The Gaza Youth Committee’s concept of self-determination was short-circuited by Hamas, which rules Gaza with a tight grip.

The decade-old committee has spent the last half of its existence virtually meeting with Israelis in small-scale video chats targeted to develop a new generation of leaders who seek to live in peace. Last week, Hamas pulled the plug when it arrested the committee’s leader and several others who participated in its latest video chat on Zoom, the popular teleconferencing platform, The New York Times reports.

“Normalization in all its forms and activities is treason, a crime, and religiously, nationally and morally unacceptable,” declared the Hamas armed wing and other militant groups in a joint statement.

So a group of young Palestinians who practiced self-determination by speaking freely were blocked by a movement that has long been demanding self-determination from Israel.

Literally and figuratively, the Palestinians in Gaza have no First Amendment unless its people sound off on the same message as Hamas. On the West Bank, any Palestinian who sells land to Israel is committing treason and could suffer a death sentence.

Is this what Palestine will resemble if a Palestinian state is established? I have feared such for a long time. This is not necessarily their fate if the Palestinians formed a state, but current practices should make us wonder.

A two-state solution has been the conventional answer to the conflict for as long as I can recall, yet what form will it take? In all the discussions and debate, has a plan ever been presented to govern a Palestinian state? I sure do not remember anything remotely like that.

The chance of Israel and the Palestinian leadership negotiating an independent state is remote in itself, but let’s project that it happens. How will the leaders govern? What kind of agencies and programs will they establish? Will services be provided on an equitable basis? Will all citizens be granted basic freedoms?

Or will the average person on the street face oppression if they are not favored? Will they be denied the very freedom of speech and religious expression allowed in democratic countries?

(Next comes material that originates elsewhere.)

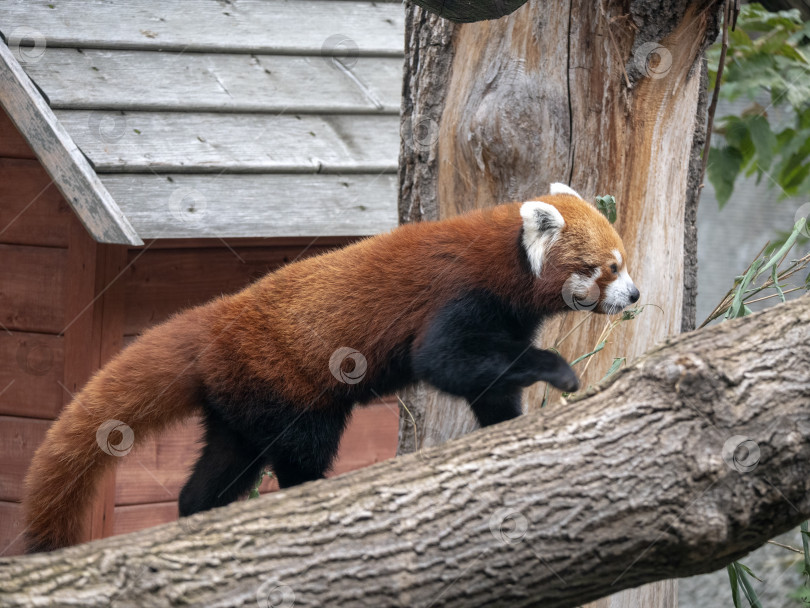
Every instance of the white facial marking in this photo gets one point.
(580, 292)
(542, 224)
(618, 293)
(558, 188)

Rami Aman, 38, who founded the Gaza Youth Committee, was punished for exercising what in America is known as our First Amendment rights, that of freedom of speech and religious expression. Hamas charged him with “holding a normalization activity” with Israelis after he held a video chat on Monday last week (April 6) that attracted more than 200 participants, according to the Times. Iyad Al-Bozom, a spokesman for the Hamas Interior Ministry, said that Aman committed a crime that amounted to the “betrayal of our people and their sacrifices.”

Aman and other Gazans spent almost two hours describing life under the 12-year Israeli-Egyptian blockade. In response to an Israeli man’s question, committee member Manar Al-Sharif said the best way to prevent people from being raised to hate was for both sides to talk instead of depending on the news for information about one another. The very act of speaking with Israelis sparked angry denunciations that were posted on Facebook and brought to the attention of Hamas officials.

After Aman and his friends exercised what would be our right to freedom of speech, the Hamas military prosecution issued an arrest warrant, the Times reported. A family member said that Aman surrendered at Internal Security headquarters in Gaza City a few days after the video was produced.

The military prosecution is responsible for contending with accused collaborators with Israel, would-be suicide bombers and other serious security threats. How was it a security threat for Arabs and Jews to exchange attitudes in friendship?

In America, it is healthy for those of different backgrounds to learn about one another. Most of us celebrate rather than punish it. Israel lacks a constitution itself, but it needs no First Amendment. Just try stopping a group of Jews from gabbing, whether they are criticizing the government or cracking corny jokes.

If Aman’s arrest for doing what we take for granted is a sign of how a Palestinian state operates, where do Palestinian leaders find the nerve to declare their need for self-determination? Self-determination for whom?